The pause approach suggests we temporarily halt development of strong AGI (or ASI) until we figure out how to make them provably safe. This would mean stopping work on capabilities — advancing AI power and autonomy — while focusing exclusively on safety research.
The logic is compelling: if we're racing toward building systems that could reshape Earth in ways incompatible with human survival, why not pause that race until we understand how to prevent catastrophe?
Why this could work:
- Addresses the root problem: Unlike other solutions that try to manage AGI after it exists, pausing prevents the dangerous competitive dynamics from emerging in the first place.
- Buys time for safety: Allows researchers to work on alignment, interpretability, and control mechanisms without the pressure of an ongoing capabilities race.
- Prevents proliferation: Stops the development of increasingly dangerous AI models that could be misused or lose control.
- Breaks competitive pressure: If everyone pauses together, no single actor gains advantage by cutting safety corners.

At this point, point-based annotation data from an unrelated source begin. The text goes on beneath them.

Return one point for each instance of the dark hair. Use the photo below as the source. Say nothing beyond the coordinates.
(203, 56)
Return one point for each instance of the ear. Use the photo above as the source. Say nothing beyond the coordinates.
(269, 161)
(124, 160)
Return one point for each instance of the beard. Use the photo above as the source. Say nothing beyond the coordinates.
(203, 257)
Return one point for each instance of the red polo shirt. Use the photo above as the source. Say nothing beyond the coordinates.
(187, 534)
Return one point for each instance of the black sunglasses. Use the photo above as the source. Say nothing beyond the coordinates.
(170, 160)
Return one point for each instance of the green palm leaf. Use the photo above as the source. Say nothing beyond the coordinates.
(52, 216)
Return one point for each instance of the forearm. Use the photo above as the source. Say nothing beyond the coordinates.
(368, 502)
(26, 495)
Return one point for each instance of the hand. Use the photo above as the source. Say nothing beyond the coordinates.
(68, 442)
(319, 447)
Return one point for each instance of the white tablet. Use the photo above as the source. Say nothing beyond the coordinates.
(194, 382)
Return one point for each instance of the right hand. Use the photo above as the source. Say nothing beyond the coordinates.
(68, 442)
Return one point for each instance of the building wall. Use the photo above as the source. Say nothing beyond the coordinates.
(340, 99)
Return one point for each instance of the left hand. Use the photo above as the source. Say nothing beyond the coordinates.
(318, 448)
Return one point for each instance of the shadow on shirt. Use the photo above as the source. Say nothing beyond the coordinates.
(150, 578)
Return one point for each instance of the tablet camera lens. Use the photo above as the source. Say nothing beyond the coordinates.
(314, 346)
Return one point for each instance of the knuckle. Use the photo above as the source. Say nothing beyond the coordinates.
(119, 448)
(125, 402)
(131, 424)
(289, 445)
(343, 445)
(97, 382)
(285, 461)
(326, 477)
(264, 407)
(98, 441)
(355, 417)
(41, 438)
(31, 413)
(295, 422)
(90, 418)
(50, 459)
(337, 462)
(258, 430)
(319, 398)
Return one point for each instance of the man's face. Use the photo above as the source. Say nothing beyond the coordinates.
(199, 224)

The fundamental challenge:
Pausing is almost impossible to enforce globally. It requires unprecedented coordination among:
- All major AI companies worldwide
- All countries with significant AI capabilities
- Academic institutions and researchers
- Open source developers and communities
Even if major players agree to pause, the incentive to defect is enormous. The first to break the pause could gain decisive advantage, making cooperation extremely fragile.
Additional problems:
- Verification difficulty: How do we monitor compliance with a pause? AI research can be conducted in secret.
- Definition challenges: What exactly counts as "capabilities research" versus "safety research"? The lines are often blurred.
- Economic pressure: Companies and countries face massive financial incentives to continue development.
- Open source proliferation: Even if major labs pause, open source AI development continues to advance.
Despite these challenges, a pause could actually work if somehow every AI developer everywhere actually stops working on capabilities and instead works to figure out how to make AI safe. This makes it one of the few approaches that could genuinely solve the Island Problem rather than just delay it.
The difficulty isn't technical — it's coordination. But if achieved, a pause could give humanity the time needed to solve AI safety before building systems we cannot control.